俺は、笑いそうになるから口押さえて下向いた。
「スイカはなあ、いや、皮剥くっつうか。せめて切って欲しいよなあ」
テーブルの上に、スイカをごろん、と転がして。
「まあ、良いわ。弁当食いながら考えよう」
弁当食い始めたから、俺もぼそぼそ食い始めた。俺は口開けると笑い声が出そうになるし、なるべく口開けねえ様に弁当食った。

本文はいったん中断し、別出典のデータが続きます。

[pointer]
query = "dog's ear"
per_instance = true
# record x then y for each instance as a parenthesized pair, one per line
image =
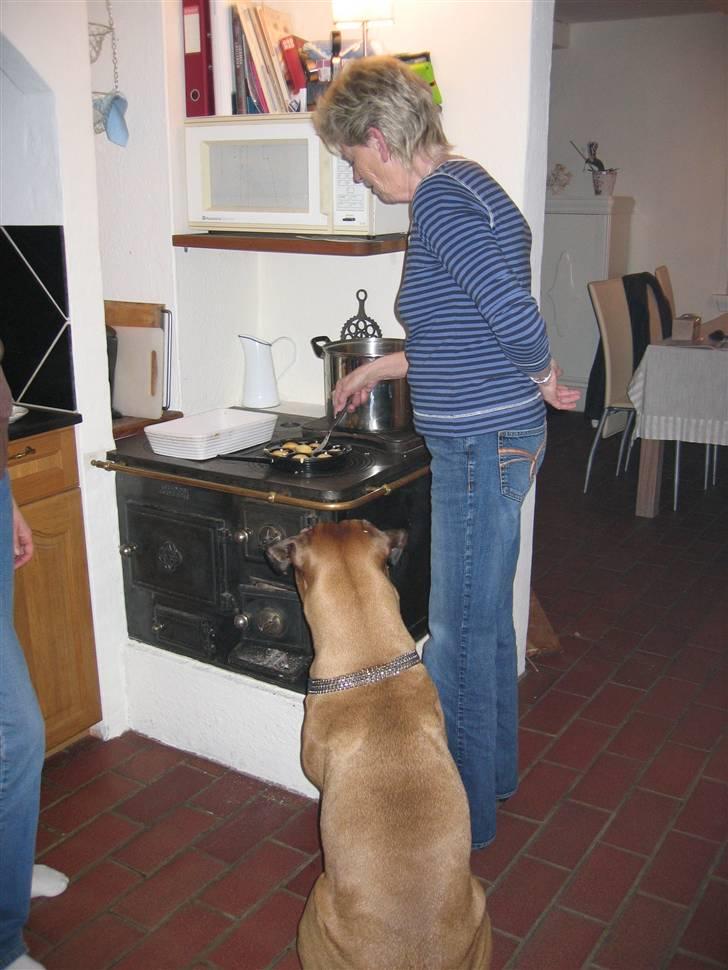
(397, 539)
(283, 553)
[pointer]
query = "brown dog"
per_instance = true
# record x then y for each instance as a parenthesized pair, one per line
(396, 892)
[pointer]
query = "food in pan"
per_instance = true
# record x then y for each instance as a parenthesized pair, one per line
(302, 452)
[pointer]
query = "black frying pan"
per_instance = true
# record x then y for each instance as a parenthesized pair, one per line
(297, 462)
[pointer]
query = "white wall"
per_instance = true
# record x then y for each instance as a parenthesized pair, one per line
(654, 94)
(52, 37)
(30, 191)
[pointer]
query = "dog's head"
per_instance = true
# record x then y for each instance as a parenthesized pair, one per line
(343, 548)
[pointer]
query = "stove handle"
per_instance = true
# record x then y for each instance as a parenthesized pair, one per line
(241, 621)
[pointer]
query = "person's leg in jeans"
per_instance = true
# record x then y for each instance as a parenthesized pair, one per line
(22, 745)
(478, 484)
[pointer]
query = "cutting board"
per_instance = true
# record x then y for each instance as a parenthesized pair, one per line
(139, 374)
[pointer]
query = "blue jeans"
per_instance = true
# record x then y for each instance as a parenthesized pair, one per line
(478, 485)
(22, 746)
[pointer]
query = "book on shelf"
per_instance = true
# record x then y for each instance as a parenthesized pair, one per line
(256, 103)
(242, 99)
(261, 61)
(275, 25)
(290, 47)
(223, 74)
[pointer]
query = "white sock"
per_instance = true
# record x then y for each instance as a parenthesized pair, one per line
(26, 962)
(46, 882)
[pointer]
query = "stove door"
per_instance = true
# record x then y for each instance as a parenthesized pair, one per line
(178, 554)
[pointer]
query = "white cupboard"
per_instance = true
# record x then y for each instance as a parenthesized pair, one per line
(585, 239)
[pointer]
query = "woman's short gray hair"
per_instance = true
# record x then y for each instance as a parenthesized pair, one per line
(383, 93)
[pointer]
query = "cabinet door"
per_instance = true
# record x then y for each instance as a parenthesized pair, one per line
(53, 618)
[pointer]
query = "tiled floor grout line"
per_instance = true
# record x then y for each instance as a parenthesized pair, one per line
(220, 822)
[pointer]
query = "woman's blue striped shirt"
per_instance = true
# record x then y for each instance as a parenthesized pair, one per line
(474, 332)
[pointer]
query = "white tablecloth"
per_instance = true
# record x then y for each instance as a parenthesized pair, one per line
(680, 393)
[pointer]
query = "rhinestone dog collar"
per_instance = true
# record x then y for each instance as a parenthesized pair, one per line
(369, 675)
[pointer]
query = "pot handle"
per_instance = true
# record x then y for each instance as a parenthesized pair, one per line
(318, 344)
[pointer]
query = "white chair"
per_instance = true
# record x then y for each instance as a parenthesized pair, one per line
(662, 275)
(615, 328)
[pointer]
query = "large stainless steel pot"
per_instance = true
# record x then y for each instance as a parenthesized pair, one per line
(388, 407)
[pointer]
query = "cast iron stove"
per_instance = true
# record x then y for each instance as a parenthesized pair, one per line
(194, 533)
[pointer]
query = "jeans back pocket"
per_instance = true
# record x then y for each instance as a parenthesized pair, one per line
(520, 454)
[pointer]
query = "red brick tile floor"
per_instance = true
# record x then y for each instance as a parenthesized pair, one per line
(611, 856)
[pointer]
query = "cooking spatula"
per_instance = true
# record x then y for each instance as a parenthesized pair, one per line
(323, 444)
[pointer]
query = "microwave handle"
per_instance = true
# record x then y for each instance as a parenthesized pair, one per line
(327, 184)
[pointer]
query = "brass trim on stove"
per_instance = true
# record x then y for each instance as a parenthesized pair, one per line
(272, 498)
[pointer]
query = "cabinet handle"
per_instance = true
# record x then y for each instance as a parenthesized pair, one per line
(28, 450)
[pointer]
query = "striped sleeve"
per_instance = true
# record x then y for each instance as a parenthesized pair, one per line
(480, 244)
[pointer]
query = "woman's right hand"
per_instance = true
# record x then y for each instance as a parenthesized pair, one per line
(354, 389)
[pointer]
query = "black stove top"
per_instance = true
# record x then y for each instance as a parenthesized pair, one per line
(376, 460)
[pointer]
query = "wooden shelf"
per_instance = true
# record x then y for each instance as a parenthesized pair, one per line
(277, 242)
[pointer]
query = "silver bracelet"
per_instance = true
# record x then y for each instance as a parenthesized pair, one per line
(543, 380)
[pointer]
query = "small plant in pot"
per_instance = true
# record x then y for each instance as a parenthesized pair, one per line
(603, 178)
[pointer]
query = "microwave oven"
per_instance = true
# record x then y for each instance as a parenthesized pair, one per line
(272, 173)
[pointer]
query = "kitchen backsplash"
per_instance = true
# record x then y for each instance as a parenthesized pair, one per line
(33, 321)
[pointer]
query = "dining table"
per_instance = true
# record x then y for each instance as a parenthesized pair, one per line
(680, 393)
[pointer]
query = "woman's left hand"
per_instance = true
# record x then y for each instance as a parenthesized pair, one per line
(557, 395)
(22, 539)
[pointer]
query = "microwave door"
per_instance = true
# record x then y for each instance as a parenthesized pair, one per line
(259, 182)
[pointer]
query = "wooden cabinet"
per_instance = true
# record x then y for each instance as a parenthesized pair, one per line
(52, 603)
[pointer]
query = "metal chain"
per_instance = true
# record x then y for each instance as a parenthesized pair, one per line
(114, 54)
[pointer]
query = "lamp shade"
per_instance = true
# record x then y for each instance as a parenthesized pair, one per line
(361, 11)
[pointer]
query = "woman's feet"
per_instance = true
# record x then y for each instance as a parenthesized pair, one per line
(46, 882)
(25, 962)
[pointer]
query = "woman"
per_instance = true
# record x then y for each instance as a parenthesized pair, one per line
(479, 368)
(22, 738)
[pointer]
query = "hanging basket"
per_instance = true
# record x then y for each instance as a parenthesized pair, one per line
(96, 35)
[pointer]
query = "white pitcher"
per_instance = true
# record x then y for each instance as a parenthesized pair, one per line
(260, 387)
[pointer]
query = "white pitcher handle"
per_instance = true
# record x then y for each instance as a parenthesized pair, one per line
(292, 361)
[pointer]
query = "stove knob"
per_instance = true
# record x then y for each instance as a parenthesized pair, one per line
(241, 621)
(270, 622)
(269, 534)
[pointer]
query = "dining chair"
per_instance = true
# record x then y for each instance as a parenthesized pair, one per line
(615, 328)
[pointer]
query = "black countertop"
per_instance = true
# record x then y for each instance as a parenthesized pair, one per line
(38, 421)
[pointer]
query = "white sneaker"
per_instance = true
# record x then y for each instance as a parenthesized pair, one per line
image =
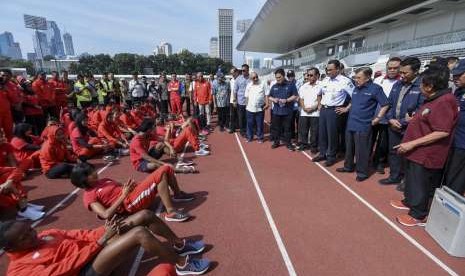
(36, 207)
(123, 152)
(202, 152)
(32, 214)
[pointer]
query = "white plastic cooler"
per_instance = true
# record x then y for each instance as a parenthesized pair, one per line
(446, 221)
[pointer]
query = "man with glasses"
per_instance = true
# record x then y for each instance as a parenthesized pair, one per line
(334, 91)
(240, 85)
(282, 95)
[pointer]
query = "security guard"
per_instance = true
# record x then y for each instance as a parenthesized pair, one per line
(405, 99)
(365, 99)
(83, 95)
(334, 91)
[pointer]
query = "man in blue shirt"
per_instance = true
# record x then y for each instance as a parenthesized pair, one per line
(405, 98)
(365, 99)
(282, 94)
(239, 91)
(454, 176)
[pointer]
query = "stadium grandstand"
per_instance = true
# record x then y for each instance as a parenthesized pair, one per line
(357, 32)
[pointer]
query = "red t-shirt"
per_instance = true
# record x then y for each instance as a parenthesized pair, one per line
(5, 150)
(139, 145)
(106, 191)
(437, 114)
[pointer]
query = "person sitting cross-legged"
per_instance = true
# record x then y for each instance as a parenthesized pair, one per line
(106, 197)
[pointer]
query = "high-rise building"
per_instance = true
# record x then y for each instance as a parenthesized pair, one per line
(164, 48)
(8, 47)
(225, 33)
(267, 63)
(214, 51)
(54, 40)
(68, 40)
(41, 46)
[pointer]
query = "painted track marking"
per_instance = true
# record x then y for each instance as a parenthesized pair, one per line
(274, 229)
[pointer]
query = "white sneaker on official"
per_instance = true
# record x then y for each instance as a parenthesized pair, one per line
(32, 214)
(36, 207)
(202, 152)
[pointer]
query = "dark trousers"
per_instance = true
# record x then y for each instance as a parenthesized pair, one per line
(381, 142)
(420, 183)
(328, 133)
(187, 100)
(241, 117)
(454, 176)
(396, 161)
(358, 146)
(223, 116)
(308, 126)
(37, 122)
(233, 120)
(281, 123)
(255, 121)
(60, 170)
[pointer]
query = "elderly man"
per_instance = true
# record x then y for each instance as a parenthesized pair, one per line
(365, 99)
(426, 144)
(454, 176)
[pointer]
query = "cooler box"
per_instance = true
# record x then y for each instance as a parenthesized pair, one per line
(446, 221)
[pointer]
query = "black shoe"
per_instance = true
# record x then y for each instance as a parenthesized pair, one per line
(401, 187)
(388, 181)
(344, 170)
(319, 158)
(329, 163)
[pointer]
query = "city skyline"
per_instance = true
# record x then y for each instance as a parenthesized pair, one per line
(117, 31)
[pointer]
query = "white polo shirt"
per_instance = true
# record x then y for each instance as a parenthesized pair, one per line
(309, 94)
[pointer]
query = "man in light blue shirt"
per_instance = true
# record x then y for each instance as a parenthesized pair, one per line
(240, 85)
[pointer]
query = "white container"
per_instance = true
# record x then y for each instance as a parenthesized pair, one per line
(446, 221)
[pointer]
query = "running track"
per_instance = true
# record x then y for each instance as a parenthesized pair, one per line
(274, 212)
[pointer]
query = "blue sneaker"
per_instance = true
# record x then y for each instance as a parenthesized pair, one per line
(193, 267)
(190, 247)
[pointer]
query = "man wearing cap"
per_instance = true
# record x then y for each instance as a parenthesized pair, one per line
(454, 176)
(334, 90)
(221, 95)
(239, 89)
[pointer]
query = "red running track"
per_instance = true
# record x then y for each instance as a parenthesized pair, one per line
(324, 228)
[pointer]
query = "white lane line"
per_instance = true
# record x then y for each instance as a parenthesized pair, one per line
(140, 253)
(64, 200)
(387, 220)
(274, 229)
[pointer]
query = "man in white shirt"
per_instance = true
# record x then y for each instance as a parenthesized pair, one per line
(309, 113)
(255, 106)
(380, 131)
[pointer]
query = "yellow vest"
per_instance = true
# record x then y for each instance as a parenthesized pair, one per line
(85, 95)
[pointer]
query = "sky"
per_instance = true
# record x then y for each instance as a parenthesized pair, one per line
(116, 26)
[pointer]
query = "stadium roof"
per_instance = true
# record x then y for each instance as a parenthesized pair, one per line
(285, 25)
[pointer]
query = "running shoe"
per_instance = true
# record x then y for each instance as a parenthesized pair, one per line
(193, 267)
(177, 216)
(190, 247)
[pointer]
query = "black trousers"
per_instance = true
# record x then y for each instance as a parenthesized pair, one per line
(358, 146)
(308, 126)
(328, 133)
(223, 116)
(37, 122)
(454, 175)
(381, 144)
(396, 161)
(242, 119)
(420, 183)
(281, 123)
(233, 120)
(60, 170)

「ああ、なるほどね。今日は事務所だしな、そう言う事?さすが俺の嫁」
弁当食い終わったらしく、スイカ持って香田さんがどっか行った。
奥さんの顔とか、小さいスイカとか。
あー、我慢出来ねえっ。
会議室で一人爆笑してたら。
「笑ってんじゃねえよ」
香田さんが切ったスイカ二切れ持って帰ってきた。
「ほら、お前の分」
俺に一切れくれた。
「事務のおばちゃんに給湯室で切ってもらったわ。今日事務所だかんな、包丁あることくれえ嫁はわかってたワケだな。ホント、嫁といると飽きねえわ」
奥さん愛想良くねえけど、楽しそう。
「香田さん、子供つくらないんすか?」
俺としてはただ興味あっただけなんだけど。
「あー、俺の嫁はなあ。昔、俺と知り合う前だけど、事故で流産してんだよな。そんで自然に妊娠すんのは難しくなったんだよな」
「え…」
「そりゃあ、俺もすんげえ子供欲しかったけどなあ。まあ、金出せば可能性はあるけど、不妊治療とか嫁の身体に負担かかるし、上手くいかなきゃ精神的にもプレッシャーなったり、辛いだろうしな。俺は嫁がそんな思いすんのは嫌だからな。二人でいて充分幸せだし、それだけで良いんだよ」
俺、なんかいけない事聞いた気がする。
「お前は素直な性格してると思うよ。それが取り得だろうけど、短所にもなるから気をつけろよ」
やっぱ、いけない事聞いたんだな。
「俺は別に構わねえけどさ。子供いない夫婦に、そう言う事軽々しく聞くなよ?好きでつくらねえのかも知れねえけど、事情があって出来ねえ事もあるからな。特に女性には気をつけろ」
「…すいません」
「仕事の相手はほとんど女性だしな。ホストやってて気遣いとかは出来るだろうが、思いやりも覚えねえとなあ。彼女に対しても自分押し付けてばっかじゃなくて、相手を思いやらねえとな」
香田さんの言葉は、結構ずっしり来た。
俺は、まだまだガキんちょだなあ。